Take the beef tenderloin and drizzle with olive oil. Season well all over with plenty of kosher salt and freshly ground black pepper all over. Make sure it is at room temperature before cooking.
Place a large cast iron skillet over medium-high heat on the stove top and sear tenderloin all over.
Place the whole pan in the oven and roast the tenderloin for 15-17 minutes (depending on how thick your tenderloin is). An instant-read thermometer when inserted into the thickest part of the meat should read 130 degrees F for medium-rare. If you want it medium, cook for a further 3 minutes in the oven.
Remove from the oven and tent with foil while you let it rest for 10 minutes before cutting.

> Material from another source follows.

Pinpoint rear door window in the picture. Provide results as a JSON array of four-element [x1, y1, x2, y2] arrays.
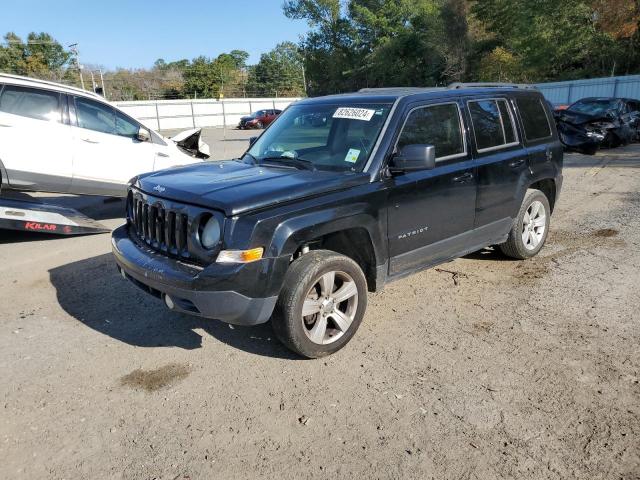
[[516, 97, 551, 142], [0, 85, 62, 123], [116, 110, 140, 138], [76, 97, 116, 135], [468, 98, 518, 152], [397, 103, 466, 160]]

Make the bearnaise reduction first. In a small saucepan, combine half of the tarragon, shallots, vinegar and wine over medium-high heat. Bring to a simmer and cook until reduced by half.
Remove from heat and set aside to cool.
Blend yolks and bearnaise reduction together in a blender. With the blender running, add 1/3 of the butter in a slow steady stream. Once it emulsifies, turn the blender speed up to high and add the remaining butter.
Add the remaining half bunch of fresh tarragon leaves, season with salt and pepper and give it 1 more buzz. Set aside in a warm spot to hold the sauce.